Volunteers in Karantina expect the shelter to stay open for several weeks. It depends on how many displaced families return to their homes in the coming days and if the ceasefire holds.
They said the local municipality will make the final decision, and there have been no official announcements so far.
As soon as Israeli warplanes and drones left Beirut’s skies, dozens of families in Karantina began packing up their belongings.
By midday on Wednesday, about half the shelter was empty, and many more people were getting ready to leave.
Fatima Haidar, 38, was in her room stuffing clothes, pots, pans and blankets into suitcases.
The divorced mother of five said she first came to Karantina with her mother and relatives a few days after Israel dropped 80 bombs on Dahiyeh on September 27 to kill Hezbollah’s leader Hassan Nasrallah.
Israel’s attack led to a mass exodus from Dahiyeh and pushed Haidar and her family to sleep initially on the streets because most government shelters were full. They eventually heard there was space for them in Karantina.
For weeks, they took turns going to Dahiyeh to check on their apartment and were looking forward to returning.
But it was damaged by Israeli air strikes just a day before the ceasefire. The walls, she said, had crumbled and broken glass and debris covered their home.
“We’re happy the war is finally over, but we are devastated our house has been destroyed,” Haidar said.
While this moment is bittersweet, Haidar refuses to be away from her community any longer and insists they will rebuild their lives.
“We don’t know where we’re going exactly, but we’re not going to stay here.”

Israel escalated its bombardments across Beirut on Tuesday night, hours before the ceasefire took effect.
Kenj’s cousin Mohammed was killed in an Israeli air strike in Bashoura, a densely populated neighbourhood in the heart of the city. He survived the entire war, only to be killed in its final hours.
“My mother went today to the funeral to pay her respects and mourn him,” he told Al Jazeera. “I wish I knew him more, but he was older than me with a [wife and children who survived the strike], and we didn’t have much in common.”
Kenj is still wrestling with grief after losing a family member and his sense of home and security.
Unlike previous conflicts between Hezbollah and Israel, he doesn’t believe the latest one can be claimed as a victory.
“We’re mourning and we’re depressed. Anyone who tells you we were victorious is lying,” he told Al Jazeera, relating a common sentiment at the shelter.

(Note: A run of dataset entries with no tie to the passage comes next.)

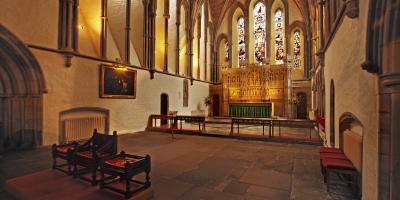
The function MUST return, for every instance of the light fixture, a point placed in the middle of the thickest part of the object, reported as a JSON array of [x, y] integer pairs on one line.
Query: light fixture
[[118, 65]]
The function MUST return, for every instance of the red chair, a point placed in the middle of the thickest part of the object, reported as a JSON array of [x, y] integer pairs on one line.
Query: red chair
[[123, 167], [87, 156], [64, 152]]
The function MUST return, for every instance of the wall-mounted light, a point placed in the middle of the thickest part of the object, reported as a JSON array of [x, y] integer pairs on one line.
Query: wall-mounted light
[[118, 65]]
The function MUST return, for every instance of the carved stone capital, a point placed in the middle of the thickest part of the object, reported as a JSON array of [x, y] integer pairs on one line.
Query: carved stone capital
[[321, 57], [352, 8], [391, 81], [68, 59]]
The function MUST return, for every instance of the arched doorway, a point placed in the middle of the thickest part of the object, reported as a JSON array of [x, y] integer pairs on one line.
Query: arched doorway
[[21, 89], [215, 105], [332, 114], [302, 105], [164, 107]]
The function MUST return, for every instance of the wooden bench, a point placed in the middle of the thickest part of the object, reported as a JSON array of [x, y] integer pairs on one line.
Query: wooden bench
[[334, 161]]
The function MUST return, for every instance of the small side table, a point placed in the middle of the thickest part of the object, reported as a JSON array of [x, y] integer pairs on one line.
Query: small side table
[[122, 168]]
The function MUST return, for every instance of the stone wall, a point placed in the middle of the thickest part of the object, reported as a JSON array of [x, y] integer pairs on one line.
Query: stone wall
[[78, 85], [355, 92]]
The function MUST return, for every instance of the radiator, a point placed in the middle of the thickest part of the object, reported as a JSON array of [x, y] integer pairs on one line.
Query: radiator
[[82, 128]]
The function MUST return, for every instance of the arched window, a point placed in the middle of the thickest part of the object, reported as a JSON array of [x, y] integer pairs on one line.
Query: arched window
[[279, 37], [226, 51], [297, 49], [259, 32], [241, 41]]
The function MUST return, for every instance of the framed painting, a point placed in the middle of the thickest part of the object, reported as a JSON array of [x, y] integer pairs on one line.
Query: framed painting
[[117, 82]]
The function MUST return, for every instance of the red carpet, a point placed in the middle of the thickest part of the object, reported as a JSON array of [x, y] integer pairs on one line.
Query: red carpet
[[55, 185]]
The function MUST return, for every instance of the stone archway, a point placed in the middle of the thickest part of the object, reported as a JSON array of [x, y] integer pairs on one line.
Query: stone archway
[[21, 89]]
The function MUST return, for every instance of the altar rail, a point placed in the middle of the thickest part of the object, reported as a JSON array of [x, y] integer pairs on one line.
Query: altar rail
[[271, 124], [246, 128], [175, 123]]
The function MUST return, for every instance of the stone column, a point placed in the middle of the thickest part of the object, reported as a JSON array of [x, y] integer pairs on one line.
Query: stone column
[[166, 18], [70, 25], [321, 23], [178, 23], [198, 45], [103, 36], [127, 31], [392, 82]]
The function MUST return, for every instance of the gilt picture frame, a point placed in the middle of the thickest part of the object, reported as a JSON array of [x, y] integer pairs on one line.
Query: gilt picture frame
[[117, 82]]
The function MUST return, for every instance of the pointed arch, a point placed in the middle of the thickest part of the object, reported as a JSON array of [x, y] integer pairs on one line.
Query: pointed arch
[[22, 85]]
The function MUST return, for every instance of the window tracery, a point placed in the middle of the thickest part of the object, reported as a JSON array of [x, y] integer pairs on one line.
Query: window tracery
[[279, 37], [241, 40], [297, 49], [259, 32], [226, 51]]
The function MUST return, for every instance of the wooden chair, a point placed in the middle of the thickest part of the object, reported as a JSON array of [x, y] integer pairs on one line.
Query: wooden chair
[[64, 152], [335, 161], [123, 167], [86, 157]]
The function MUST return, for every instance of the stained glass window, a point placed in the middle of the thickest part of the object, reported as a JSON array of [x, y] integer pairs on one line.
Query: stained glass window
[[279, 37], [259, 32], [241, 41], [296, 49], [226, 51]]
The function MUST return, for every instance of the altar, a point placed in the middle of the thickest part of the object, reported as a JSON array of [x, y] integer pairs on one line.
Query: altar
[[252, 91], [256, 110]]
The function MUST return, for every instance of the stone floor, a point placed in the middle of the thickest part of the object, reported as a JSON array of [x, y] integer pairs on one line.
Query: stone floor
[[196, 167]]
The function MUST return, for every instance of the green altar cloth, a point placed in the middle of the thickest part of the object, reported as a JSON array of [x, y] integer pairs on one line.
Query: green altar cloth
[[258, 110]]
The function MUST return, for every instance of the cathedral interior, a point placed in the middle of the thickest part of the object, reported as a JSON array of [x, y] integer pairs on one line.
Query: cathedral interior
[[200, 99]]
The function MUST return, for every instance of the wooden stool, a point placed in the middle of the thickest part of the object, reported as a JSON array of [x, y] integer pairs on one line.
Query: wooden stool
[[339, 166]]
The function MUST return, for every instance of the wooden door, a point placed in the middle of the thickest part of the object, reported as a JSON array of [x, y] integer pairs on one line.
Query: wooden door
[[302, 106], [215, 105]]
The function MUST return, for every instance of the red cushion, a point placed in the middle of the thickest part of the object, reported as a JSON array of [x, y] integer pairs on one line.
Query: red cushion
[[65, 148], [88, 154], [332, 155], [120, 162], [337, 164], [329, 150]]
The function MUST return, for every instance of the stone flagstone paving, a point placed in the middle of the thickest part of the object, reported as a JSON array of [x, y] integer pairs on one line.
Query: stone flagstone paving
[[195, 167]]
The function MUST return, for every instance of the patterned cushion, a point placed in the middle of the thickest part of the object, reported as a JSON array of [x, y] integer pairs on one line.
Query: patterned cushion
[[85, 154], [64, 149], [329, 150], [337, 164], [89, 155], [120, 162]]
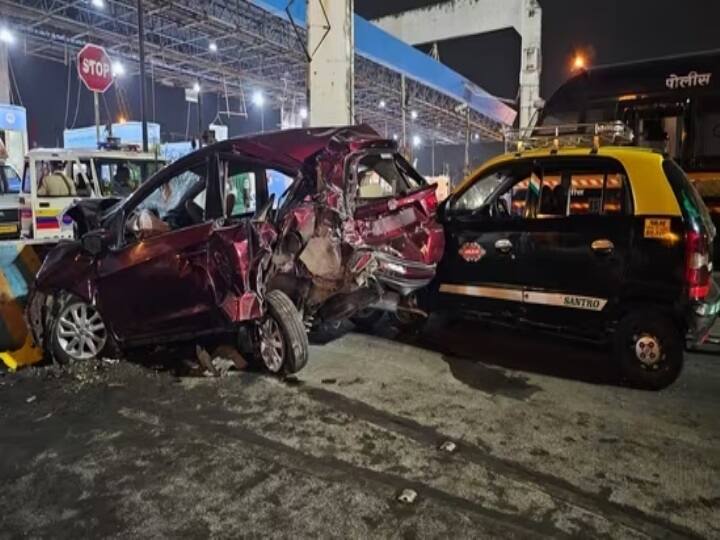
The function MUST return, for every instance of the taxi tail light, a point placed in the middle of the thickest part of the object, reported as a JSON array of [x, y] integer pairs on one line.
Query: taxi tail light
[[697, 265]]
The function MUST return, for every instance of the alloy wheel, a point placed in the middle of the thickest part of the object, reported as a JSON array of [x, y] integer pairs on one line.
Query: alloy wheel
[[272, 347], [81, 332]]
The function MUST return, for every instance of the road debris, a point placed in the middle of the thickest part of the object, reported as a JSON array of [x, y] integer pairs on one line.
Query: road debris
[[407, 496]]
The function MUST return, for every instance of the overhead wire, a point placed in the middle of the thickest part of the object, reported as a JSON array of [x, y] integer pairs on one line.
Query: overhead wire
[[67, 95]]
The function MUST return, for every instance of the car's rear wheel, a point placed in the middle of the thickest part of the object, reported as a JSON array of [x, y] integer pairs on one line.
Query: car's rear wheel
[[367, 318], [78, 332], [649, 348], [281, 337]]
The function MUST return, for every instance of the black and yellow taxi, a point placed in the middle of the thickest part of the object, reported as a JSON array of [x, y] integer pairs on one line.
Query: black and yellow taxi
[[607, 243]]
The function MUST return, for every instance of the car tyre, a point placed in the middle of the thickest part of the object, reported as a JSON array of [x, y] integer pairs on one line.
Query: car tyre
[[78, 332], [281, 337], [650, 350], [367, 319]]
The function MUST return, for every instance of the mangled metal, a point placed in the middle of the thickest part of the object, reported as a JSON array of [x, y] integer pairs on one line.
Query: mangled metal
[[354, 229]]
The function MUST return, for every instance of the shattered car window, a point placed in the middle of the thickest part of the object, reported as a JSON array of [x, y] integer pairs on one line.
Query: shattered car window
[[241, 193], [479, 193], [172, 194], [380, 176]]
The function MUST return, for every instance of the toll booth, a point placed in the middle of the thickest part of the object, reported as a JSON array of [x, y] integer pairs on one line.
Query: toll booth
[[127, 132]]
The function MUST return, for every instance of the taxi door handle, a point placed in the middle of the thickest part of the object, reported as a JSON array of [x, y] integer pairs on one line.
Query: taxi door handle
[[602, 246], [503, 245]]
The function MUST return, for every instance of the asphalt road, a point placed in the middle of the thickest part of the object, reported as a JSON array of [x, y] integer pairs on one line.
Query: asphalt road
[[548, 444]]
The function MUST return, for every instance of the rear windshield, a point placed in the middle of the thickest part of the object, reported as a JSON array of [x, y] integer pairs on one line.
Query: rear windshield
[[691, 203]]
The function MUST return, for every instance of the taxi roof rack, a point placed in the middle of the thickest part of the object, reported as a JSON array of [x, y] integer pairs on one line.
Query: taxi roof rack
[[569, 135]]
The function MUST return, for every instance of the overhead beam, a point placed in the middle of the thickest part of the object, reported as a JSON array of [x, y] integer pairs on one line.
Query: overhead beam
[[331, 70], [462, 18]]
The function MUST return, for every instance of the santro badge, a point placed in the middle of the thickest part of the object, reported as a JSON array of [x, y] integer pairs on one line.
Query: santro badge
[[472, 252]]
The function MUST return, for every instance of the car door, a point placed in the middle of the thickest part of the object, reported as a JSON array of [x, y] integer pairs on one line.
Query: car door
[[159, 286], [484, 226], [575, 248]]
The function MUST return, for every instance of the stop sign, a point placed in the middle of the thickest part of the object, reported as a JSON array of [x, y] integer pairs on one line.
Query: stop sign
[[94, 68]]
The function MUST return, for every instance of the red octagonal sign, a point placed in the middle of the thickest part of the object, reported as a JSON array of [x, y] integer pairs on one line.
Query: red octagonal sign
[[94, 68]]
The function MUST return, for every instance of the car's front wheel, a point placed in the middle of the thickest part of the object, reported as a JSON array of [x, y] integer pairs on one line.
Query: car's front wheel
[[78, 332], [649, 349], [281, 337]]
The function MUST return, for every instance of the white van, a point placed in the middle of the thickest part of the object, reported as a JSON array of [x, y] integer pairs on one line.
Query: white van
[[85, 174]]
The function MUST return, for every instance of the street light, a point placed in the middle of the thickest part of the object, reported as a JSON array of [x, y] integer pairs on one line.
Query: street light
[[258, 98], [579, 62], [6, 36], [259, 101], [118, 69]]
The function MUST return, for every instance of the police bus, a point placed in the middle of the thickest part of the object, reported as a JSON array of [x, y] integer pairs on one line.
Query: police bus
[[671, 104]]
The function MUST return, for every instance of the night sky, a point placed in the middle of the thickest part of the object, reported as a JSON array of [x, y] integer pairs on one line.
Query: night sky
[[613, 30]]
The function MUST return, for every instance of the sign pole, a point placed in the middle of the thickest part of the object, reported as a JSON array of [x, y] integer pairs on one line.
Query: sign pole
[[96, 99]]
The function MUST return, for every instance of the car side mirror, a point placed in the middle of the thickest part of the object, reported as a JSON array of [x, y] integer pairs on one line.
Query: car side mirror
[[96, 242]]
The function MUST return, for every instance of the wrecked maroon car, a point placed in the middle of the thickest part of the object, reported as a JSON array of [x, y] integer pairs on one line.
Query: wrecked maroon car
[[357, 229], [169, 263]]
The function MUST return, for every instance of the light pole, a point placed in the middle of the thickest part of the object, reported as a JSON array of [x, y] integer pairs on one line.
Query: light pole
[[141, 54]]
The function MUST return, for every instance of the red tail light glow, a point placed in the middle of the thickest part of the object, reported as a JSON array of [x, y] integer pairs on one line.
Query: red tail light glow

Ayat Mubarak, 64, said the mood among her family is quite different compared with the 2006 war.
Even though they had lost their home, their spirits were high because they firmly believed Hezbollah was victorious. This time, they are less convinced.
Taking a drag from a cigarette, Mubarak added that her husband was heading to Dahiyeh to check if their home was intact. She hopes it is so they can finally return.
“If my husband tells us that our house is gone, then that is God’s plan,” she said with resignation.
“God writes the destiny of each one of us.”